Resumen para apurados
- La final del torneo Apertura entre Concepción FC y Graneros en Tucumán está en duda porque la Liga Tucumana le debe $9,7 millones a la Policía por operativos de seguridad.
- Una nueva ley exige auditar los adicionales policiales, por lo que no pueden prestar servicio en la final sin que la Liga salde la deuda acumulada o presente un plan de pago.
- La concreción del partido y la coronación del campeón dependerán de un acuerdo de pago inmediato, lo que sentará un estricto precedente financiero para el fútbol provincial.
La definición del torneo Apertura entre Concepción Fútbol Club y Deportivo Graneros podría sufrir una demora inesperada. El partido, que debe definir al campeón del certamen, quedó en duda debido a una deuda que la Liga Tucumana de Fútbol mantiene con la Policía de Tucumán por los servicios adicionales de seguridad.
Según pudo saber LA GACETA, la deuda asciende actualmente a $ 9,7 millones. Mientras ese compromiso no sea regularizado, o al menos se establezca un plan de pago, la final no tendría garantizada la cobertura policial necesaria para poder disputarse.
La situación adquiere especial relevancia por la vigencia de la nueva ley que regula los servicios adicionales de la Policía. Bajo el nuevo esquema, todos los operativos quedan registrados y son sometidos a controles y auditorías del Tribunal de Cuentas, por lo que no resulta posible disponer de nuevos servicios sin contemplar previamente las obligaciones pendientes.
Cómo funciona el operativo de seguridad
Los partidos de fútbol requieren la presencia de efectivos policiales que realizan tareas de seguridad como parte de los denominados servicios adicionales. Se trata de policías que, habitualmente, se encuentran de franco y cumplen estos operativos como una actividad que les permite obtener un ingreso extra.
El dinero abonado por las instituciones o por la oganización del espectáculo se distribuye entre los efectivos que participan del operativo y la propia Policía, de acuerdo con el esquema establecido para este tipo de servicios.

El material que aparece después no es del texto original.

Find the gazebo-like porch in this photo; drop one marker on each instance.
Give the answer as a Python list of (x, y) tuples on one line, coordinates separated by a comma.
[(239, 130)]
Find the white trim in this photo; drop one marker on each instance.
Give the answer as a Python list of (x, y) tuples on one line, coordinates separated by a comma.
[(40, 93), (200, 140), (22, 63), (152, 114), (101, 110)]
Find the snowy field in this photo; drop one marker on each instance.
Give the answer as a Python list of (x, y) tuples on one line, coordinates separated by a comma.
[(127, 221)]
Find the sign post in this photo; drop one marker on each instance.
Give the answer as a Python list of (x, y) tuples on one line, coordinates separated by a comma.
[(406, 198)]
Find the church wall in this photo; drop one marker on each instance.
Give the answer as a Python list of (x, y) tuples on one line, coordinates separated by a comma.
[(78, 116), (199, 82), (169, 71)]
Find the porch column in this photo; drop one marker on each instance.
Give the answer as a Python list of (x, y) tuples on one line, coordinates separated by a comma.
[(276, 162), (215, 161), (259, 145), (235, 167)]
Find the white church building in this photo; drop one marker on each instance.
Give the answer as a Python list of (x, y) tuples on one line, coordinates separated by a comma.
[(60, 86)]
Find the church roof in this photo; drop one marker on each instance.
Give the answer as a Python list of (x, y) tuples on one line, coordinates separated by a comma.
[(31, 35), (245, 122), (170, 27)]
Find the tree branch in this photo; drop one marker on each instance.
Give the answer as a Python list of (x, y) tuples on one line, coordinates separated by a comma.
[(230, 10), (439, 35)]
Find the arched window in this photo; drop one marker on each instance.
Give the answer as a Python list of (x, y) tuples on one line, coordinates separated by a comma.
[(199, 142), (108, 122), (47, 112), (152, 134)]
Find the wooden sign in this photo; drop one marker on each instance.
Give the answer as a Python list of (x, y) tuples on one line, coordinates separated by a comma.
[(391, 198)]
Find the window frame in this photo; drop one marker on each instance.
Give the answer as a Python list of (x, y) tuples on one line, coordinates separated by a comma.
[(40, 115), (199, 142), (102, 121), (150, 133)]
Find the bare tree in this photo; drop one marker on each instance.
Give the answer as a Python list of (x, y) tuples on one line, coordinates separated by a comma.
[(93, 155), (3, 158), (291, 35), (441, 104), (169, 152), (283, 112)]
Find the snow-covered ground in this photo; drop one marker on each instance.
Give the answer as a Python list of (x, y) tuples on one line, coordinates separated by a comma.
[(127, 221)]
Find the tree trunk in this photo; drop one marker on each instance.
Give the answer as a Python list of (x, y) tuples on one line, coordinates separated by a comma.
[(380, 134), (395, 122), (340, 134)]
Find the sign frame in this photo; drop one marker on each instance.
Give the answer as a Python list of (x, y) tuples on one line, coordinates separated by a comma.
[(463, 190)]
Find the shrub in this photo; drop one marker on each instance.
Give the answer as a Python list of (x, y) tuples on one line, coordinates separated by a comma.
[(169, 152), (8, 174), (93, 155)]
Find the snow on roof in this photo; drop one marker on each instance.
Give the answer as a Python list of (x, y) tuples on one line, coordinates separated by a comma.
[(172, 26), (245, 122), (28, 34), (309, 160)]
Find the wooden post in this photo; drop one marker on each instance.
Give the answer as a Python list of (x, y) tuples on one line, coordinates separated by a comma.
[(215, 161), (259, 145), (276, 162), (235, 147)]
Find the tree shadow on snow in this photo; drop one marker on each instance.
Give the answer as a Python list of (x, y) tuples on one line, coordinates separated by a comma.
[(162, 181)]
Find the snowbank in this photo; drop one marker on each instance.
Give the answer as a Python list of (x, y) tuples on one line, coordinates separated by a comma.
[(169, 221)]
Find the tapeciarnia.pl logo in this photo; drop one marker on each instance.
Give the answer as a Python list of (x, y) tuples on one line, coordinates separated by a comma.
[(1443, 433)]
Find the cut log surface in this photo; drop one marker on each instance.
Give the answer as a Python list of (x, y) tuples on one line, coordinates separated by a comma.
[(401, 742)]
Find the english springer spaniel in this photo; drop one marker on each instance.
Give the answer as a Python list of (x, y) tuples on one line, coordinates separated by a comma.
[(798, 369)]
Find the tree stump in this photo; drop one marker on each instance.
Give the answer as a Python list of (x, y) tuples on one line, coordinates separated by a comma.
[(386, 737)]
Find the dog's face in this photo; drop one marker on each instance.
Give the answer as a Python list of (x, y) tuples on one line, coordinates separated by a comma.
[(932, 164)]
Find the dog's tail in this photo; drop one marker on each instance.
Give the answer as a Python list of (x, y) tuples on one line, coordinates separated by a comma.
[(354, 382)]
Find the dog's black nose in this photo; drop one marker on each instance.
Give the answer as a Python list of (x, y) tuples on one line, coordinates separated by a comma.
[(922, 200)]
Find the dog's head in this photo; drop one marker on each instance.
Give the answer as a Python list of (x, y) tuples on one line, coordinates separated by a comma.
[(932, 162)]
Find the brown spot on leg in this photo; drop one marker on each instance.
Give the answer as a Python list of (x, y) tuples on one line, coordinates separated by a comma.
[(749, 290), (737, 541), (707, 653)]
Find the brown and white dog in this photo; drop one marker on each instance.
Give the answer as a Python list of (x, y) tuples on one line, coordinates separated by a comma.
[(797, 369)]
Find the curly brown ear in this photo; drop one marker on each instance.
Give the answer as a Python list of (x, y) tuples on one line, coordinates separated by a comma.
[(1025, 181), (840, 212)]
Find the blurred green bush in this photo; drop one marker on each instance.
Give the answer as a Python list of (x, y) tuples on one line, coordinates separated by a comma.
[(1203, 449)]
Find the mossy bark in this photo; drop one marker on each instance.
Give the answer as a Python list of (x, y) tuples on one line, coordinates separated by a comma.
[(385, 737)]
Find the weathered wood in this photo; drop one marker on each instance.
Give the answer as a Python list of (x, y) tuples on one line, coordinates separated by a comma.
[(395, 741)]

En este caso, la deuda acumulada por la Liga Tucumana genera un inconveniente concreto de cara a una final que, por sus características, requerirá un operativo de seguridad acorde al marco del encuentro.
Por ahora, la realización de la final entre el "Cuervo" y el "Cocodrilo" está supeditada a que la Liga encuentre una solución a la deuda. Una de las alternativas sería acordar un plan de pago que permita destrabar la cobertura policial y garantizar el operativo.
La Liga, sin respuesta
LA GACETA quiso comunicarse con Darío Zamoratte, vicepresidente de la Liga Tucumana de Fútbol, para conocer la posición de la entidad y saber si existen gestiones para regularizar la situación. Sin embargo, el dirigente no respondió los llamados ni los mensajes enviados por este medio.
Así, mientras Concepción FC y Deportivo Graneros aguardan por la definición del campeonato, la cuestión administrativa se convirtió en un obstáculo inesperado. La pelota, por ahora, quedó en manos de la Liga Tucumana, que deberá resolver su situación con la Policía para que la final pueda tener fecha, escenario y operativo garantizados.